霊力を集約させていた最中、萱島は戸和に二の腕を掴み上げられた。
「萱島さん、貴方の視力は幾つですか」
「おまっ…何…えっ?視力、は2.0ですが…」
「此処の文章を声に出して読んで下さい、漢字が分からなければ教えます」
戸和の指先が液晶横に貼られた紙面を叩いた。
距離感にどぎまぎしつつ、萱島は両の目で文字を追った。
「…故障の際は…下記番号まで御連絡をお願いします」
「そうですね。その通り連絡出来ますか、それとも電話の掛け方から説明しましょうか」
「あ、いえ、大丈夫です。掛けられます」
「向こうの方とお話しする事は分かりますね、御不安ならマニュアル化してお伝えしますが」
「理解してます。

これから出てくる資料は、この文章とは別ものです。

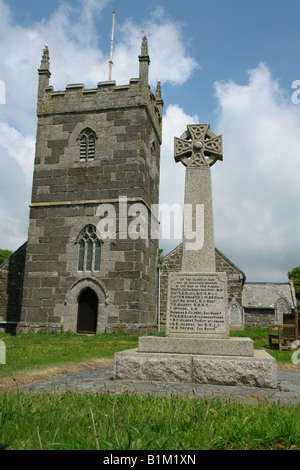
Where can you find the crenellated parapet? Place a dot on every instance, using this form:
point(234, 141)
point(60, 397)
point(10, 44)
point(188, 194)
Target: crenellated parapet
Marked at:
point(107, 96)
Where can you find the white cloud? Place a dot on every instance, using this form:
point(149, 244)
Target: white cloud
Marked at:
point(256, 187)
point(170, 61)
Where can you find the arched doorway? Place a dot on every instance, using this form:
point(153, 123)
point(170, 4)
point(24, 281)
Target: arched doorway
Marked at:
point(87, 312)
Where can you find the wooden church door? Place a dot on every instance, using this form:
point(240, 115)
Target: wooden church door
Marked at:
point(87, 312)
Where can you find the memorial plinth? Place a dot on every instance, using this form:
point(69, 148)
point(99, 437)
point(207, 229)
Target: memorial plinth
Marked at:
point(197, 347)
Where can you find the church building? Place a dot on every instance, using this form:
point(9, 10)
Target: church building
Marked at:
point(95, 149)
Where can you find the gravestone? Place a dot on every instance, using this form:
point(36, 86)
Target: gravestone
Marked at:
point(197, 347)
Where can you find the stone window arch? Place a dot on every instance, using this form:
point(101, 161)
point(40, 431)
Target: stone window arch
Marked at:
point(89, 256)
point(87, 144)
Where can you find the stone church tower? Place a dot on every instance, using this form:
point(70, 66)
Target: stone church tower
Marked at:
point(93, 147)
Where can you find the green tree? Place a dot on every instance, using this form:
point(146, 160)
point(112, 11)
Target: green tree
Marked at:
point(4, 254)
point(295, 274)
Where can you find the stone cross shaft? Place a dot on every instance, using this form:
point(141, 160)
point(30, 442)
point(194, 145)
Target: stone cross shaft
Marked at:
point(198, 149)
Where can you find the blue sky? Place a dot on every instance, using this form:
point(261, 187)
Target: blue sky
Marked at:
point(227, 62)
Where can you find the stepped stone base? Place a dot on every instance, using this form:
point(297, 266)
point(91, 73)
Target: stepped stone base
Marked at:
point(258, 370)
point(207, 346)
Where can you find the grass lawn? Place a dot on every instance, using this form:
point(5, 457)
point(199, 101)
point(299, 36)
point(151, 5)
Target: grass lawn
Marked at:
point(129, 421)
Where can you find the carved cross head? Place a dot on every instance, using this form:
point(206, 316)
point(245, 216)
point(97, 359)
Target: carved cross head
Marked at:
point(198, 146)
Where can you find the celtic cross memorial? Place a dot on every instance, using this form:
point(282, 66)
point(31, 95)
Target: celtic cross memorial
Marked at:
point(197, 295)
point(198, 149)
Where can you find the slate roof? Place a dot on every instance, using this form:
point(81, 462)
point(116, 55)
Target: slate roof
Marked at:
point(266, 294)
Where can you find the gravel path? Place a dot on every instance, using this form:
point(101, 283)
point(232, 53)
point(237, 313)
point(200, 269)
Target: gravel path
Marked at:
point(100, 380)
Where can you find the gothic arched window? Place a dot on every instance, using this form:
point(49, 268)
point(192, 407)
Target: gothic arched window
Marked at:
point(89, 249)
point(87, 144)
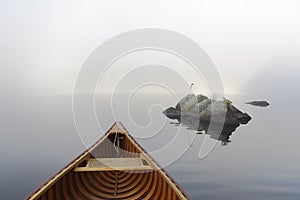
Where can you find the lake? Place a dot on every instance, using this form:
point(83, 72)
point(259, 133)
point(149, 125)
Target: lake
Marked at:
point(260, 162)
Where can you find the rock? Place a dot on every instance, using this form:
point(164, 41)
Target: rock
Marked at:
point(172, 113)
point(199, 107)
point(201, 97)
point(259, 103)
point(186, 103)
point(242, 118)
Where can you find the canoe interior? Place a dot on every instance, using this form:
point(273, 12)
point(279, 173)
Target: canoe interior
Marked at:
point(79, 181)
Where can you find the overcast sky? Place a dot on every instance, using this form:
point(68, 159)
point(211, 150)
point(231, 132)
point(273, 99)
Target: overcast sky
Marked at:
point(44, 43)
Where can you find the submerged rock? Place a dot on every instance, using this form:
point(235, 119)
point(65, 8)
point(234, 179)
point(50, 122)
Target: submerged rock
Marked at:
point(259, 103)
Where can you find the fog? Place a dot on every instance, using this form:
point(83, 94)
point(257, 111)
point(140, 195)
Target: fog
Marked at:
point(254, 45)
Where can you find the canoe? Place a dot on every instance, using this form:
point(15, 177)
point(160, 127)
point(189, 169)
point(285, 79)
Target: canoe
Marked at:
point(115, 167)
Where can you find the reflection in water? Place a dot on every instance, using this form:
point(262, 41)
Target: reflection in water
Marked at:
point(202, 128)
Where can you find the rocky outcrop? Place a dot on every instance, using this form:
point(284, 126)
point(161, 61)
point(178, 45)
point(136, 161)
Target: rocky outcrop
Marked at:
point(206, 110)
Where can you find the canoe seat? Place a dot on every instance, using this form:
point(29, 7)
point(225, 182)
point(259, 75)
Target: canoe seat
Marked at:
point(107, 164)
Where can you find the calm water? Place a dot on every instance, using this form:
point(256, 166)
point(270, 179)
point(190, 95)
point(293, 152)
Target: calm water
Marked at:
point(261, 161)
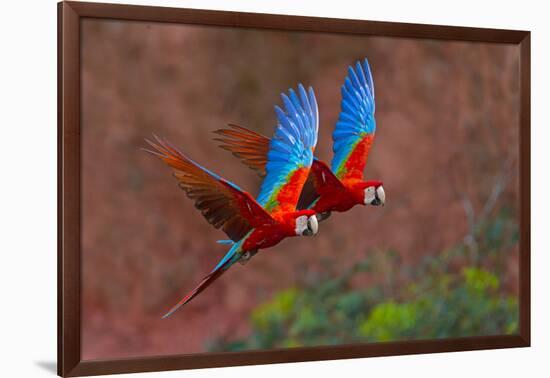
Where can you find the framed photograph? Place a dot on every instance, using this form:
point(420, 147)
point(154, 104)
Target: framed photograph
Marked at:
point(217, 207)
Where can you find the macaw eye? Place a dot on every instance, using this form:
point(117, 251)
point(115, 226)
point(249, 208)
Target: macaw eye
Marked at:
point(381, 195)
point(370, 195)
point(301, 225)
point(313, 225)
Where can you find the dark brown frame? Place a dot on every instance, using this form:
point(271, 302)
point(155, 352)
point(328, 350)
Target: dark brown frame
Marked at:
point(70, 14)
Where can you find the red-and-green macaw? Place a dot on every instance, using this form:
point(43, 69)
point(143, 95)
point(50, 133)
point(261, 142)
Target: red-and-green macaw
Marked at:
point(262, 223)
point(342, 186)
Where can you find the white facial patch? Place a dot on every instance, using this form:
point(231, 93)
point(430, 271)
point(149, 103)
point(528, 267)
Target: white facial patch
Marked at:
point(370, 195)
point(381, 194)
point(301, 225)
point(313, 224)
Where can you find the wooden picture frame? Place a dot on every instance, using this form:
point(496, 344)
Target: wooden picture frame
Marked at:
point(70, 15)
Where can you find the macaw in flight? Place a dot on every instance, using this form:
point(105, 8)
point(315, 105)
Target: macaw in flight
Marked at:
point(342, 186)
point(262, 223)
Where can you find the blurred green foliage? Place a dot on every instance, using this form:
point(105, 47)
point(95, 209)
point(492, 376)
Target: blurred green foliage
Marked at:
point(456, 293)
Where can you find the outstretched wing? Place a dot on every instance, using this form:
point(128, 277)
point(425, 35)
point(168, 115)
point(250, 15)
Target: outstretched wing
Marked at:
point(354, 132)
point(251, 148)
point(248, 146)
point(290, 151)
point(221, 202)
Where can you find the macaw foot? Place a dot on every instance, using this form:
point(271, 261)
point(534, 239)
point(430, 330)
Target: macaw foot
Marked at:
point(322, 216)
point(245, 257)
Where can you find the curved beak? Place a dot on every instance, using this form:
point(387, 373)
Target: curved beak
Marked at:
point(313, 224)
point(380, 196)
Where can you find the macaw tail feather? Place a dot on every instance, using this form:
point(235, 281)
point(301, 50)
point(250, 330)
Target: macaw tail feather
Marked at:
point(213, 276)
point(231, 257)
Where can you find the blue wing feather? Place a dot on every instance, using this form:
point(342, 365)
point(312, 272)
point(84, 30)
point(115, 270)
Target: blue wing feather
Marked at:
point(356, 116)
point(293, 143)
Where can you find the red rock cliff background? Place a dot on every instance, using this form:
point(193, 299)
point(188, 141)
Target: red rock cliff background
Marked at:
point(447, 116)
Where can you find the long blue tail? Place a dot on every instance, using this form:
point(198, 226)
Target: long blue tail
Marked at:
point(232, 256)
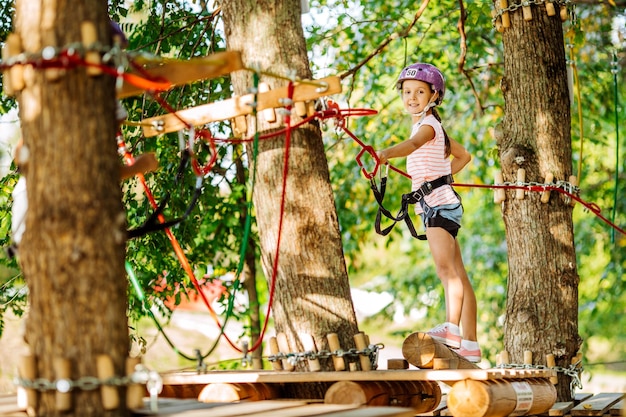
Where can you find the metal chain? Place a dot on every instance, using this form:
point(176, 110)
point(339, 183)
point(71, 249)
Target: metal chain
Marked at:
point(142, 375)
point(573, 371)
point(564, 185)
point(294, 357)
point(525, 3)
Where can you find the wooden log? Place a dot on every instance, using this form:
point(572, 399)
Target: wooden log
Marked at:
point(109, 395)
point(89, 38)
point(545, 195)
point(27, 398)
point(276, 365)
point(283, 346)
point(63, 371)
point(268, 115)
point(499, 398)
point(551, 363)
point(232, 392)
point(598, 405)
point(395, 363)
point(333, 343)
point(422, 396)
point(500, 193)
point(361, 344)
point(420, 350)
point(309, 346)
point(134, 392)
point(521, 177)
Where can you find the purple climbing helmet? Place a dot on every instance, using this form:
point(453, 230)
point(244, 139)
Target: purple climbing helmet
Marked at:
point(427, 73)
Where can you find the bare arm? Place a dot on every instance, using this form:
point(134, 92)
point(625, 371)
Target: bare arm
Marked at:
point(460, 156)
point(423, 135)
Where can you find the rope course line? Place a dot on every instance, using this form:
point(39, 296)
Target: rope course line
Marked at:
point(75, 55)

問題ありません」
そこで急激な寒気を覚えて顔を上げた。
絶対零度の瞳が、一分の感情も無く萱島を見ていた。
「…だったら早く電話しろ」
「はい」
とても模範的な返事をした。
踵を返し、戸和は何事も無かったかの様に自分の席へと戻っていった。
萱島は直ぐさまその場にしゃがみ込み、無言で携帯を打ち始める。
最早コピー機に隠れて見えない。
塩を掛けられたナメクジのそれだった。
「…あ、どうもすいませんお忙しい所…お世話になってますー、萱島と申します…そのコピー機がですね、ちょっとエラーが出ちゃいまして」
地べたで電話する責任者を、千葉は哀しい目で見守っていた。
蓄積された不平が主任の霊力で噴出したのか、今日の戸和君は頗る機嫌が悪かった。